Marcellus started. “Again, sir?”
The Patriarche glanced anxiously around the room, as though checking for spies, and then lowered his voice to a conspiratorial whisper. “Citizen Rousseau has escaped.”
Marcellus peered sideways at his grandfather to gauge his reaction, but the general looked more inconvenienced than concerned.
“As we’ve discussed many times,” the general began, “Citizen Rousseau remains in solitary c
onfinement on permanent watch. You have no reason to worry about—”
But the Patriarche didn’t allow him to finish. “No, you’re wrong. I saw it with my own eyes. I couldn’t sleep, so I logged into the security feeds and saw that her cell was empty. The Vangarde have broken her out!”
“You must be mistaken,” the general replied diplomatically. “If there was a break-in attempt on Bastille, I would have been alerted immediately. The prison is as secure and impenetrable as always.”

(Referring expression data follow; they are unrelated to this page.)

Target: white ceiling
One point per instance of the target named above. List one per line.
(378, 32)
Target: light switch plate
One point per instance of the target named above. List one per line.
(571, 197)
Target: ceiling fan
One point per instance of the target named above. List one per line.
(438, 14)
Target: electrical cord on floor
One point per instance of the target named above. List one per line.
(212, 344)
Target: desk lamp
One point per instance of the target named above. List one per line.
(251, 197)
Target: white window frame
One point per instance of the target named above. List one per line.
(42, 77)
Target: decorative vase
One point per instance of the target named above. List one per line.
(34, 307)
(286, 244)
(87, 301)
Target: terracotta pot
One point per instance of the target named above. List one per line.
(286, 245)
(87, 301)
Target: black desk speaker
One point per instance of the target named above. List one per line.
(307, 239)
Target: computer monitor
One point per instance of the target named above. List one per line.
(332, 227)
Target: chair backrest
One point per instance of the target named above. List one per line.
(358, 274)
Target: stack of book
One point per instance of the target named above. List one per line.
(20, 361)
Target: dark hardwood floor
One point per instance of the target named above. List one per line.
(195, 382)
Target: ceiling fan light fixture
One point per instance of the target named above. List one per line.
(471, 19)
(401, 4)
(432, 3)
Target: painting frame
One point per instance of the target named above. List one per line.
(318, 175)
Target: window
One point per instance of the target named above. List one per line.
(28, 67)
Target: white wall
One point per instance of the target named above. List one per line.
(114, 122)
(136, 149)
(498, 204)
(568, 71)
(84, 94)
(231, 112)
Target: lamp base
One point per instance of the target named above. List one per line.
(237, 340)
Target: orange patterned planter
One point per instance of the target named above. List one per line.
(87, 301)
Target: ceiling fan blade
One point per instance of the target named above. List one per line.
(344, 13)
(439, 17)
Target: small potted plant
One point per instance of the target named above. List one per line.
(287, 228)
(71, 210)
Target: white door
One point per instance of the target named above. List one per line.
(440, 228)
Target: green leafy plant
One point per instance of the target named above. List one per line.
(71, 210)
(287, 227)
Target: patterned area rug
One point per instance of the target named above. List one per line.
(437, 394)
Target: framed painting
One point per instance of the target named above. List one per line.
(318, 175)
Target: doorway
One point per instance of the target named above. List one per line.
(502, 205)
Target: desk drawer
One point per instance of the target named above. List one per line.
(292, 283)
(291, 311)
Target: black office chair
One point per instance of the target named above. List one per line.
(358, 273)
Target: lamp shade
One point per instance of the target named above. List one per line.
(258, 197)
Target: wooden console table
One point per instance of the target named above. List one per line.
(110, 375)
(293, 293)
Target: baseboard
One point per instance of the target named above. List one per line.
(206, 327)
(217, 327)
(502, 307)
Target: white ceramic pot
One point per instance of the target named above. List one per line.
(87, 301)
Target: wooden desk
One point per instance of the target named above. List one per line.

The Patriarche snatched a TéléCom off a nearby settee and thrust it under the general’s nose. “I’m telling you, General, she’s gone. Look.” He pointed at the TéléCom, but the screen was dark. His cheeks flamed with fury as he jabbed violently at the screen. The flimsy device slipped in his hand, and he had to fumble to catch it.
“Damn the Sols!” he spat.
Until recently, the Patriarche had never owned a TéléCom because he, his wife, and the rest of the First Estate thought such technology to be crass and inferior. But after the death of his only daughter, he’d insisted on having his own TéléCom with the same security clearance as the general’s so he could be alerted instantly of any updates and, of course, keep a vigilant watch on Citizen Rousseau’s cell.

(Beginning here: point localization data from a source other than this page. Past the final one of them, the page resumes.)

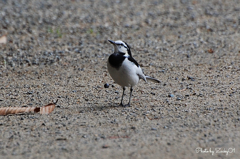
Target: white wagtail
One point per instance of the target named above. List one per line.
(124, 69)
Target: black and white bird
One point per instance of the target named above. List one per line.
(124, 69)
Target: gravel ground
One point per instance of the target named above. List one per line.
(59, 49)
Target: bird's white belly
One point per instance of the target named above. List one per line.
(126, 75)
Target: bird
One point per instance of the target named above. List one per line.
(124, 69)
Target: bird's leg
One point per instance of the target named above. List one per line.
(131, 89)
(121, 104)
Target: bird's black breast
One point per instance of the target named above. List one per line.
(116, 60)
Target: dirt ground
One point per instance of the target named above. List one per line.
(59, 49)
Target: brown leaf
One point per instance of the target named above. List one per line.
(210, 51)
(16, 110)
(47, 108)
(3, 39)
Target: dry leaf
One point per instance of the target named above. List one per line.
(210, 51)
(47, 108)
(16, 110)
(3, 39)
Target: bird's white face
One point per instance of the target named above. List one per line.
(120, 46)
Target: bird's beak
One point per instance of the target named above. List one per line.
(112, 42)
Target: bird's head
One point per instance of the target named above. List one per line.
(121, 47)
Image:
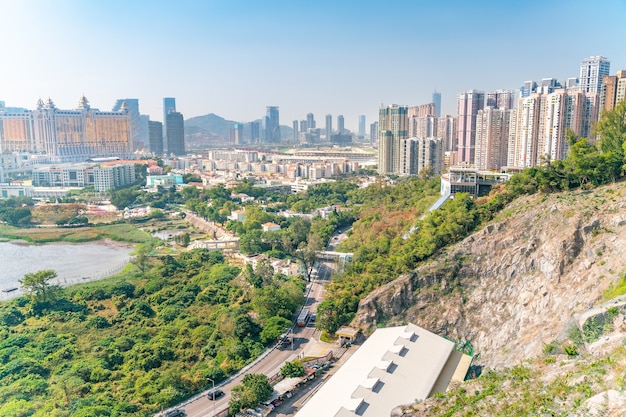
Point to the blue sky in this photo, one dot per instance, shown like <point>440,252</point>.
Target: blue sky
<point>235,57</point>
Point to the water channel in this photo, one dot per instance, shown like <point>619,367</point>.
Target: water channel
<point>73,263</point>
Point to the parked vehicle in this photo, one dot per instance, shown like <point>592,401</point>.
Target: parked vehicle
<point>214,394</point>
<point>303,318</point>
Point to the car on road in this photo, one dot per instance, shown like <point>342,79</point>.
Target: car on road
<point>175,413</point>
<point>214,394</point>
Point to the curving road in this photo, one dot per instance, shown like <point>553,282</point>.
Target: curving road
<point>270,364</point>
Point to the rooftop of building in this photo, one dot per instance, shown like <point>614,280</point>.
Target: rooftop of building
<point>395,366</point>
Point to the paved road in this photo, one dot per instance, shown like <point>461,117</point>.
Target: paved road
<point>270,364</point>
<point>305,343</point>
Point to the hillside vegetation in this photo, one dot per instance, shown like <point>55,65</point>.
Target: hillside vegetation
<point>131,345</point>
<point>384,248</point>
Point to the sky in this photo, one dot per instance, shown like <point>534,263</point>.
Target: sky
<point>235,57</point>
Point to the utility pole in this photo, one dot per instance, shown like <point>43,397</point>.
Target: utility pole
<point>213,394</point>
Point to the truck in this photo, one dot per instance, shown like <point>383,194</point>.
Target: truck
<point>303,317</point>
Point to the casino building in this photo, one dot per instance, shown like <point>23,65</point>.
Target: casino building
<point>66,135</point>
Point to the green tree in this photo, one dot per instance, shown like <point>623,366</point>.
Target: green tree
<point>292,369</point>
<point>254,388</point>
<point>39,286</point>
<point>274,327</point>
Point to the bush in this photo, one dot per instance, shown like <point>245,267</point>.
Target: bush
<point>97,322</point>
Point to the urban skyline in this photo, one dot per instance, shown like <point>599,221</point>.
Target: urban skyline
<point>214,57</point>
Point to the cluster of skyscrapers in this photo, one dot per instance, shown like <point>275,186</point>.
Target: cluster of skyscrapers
<point>307,132</point>
<point>85,132</point>
<point>489,132</point>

The problem was, he still hadn’t quite mastered how to operate the device.
“It was just here!” he thundered. “Where is it now? Where did it go? This stupide contraption!”
Marcellus noticed the general’s shoulders rise and fall in what was obviously an attempt at a deep breath. It was for this very reason that the general had secretly installed guardian controls on the TéléCom before he’d delivered it to the Patriarche. They weren’t too dissimilar from the controls Second Estate parents installed on their children’s devices. They allowed the general to keep tabs on what the Patriarche was doing with his TéléCom and prohibit him from accidentally—or intentionally—starting a war with the Mad Queen of Albion.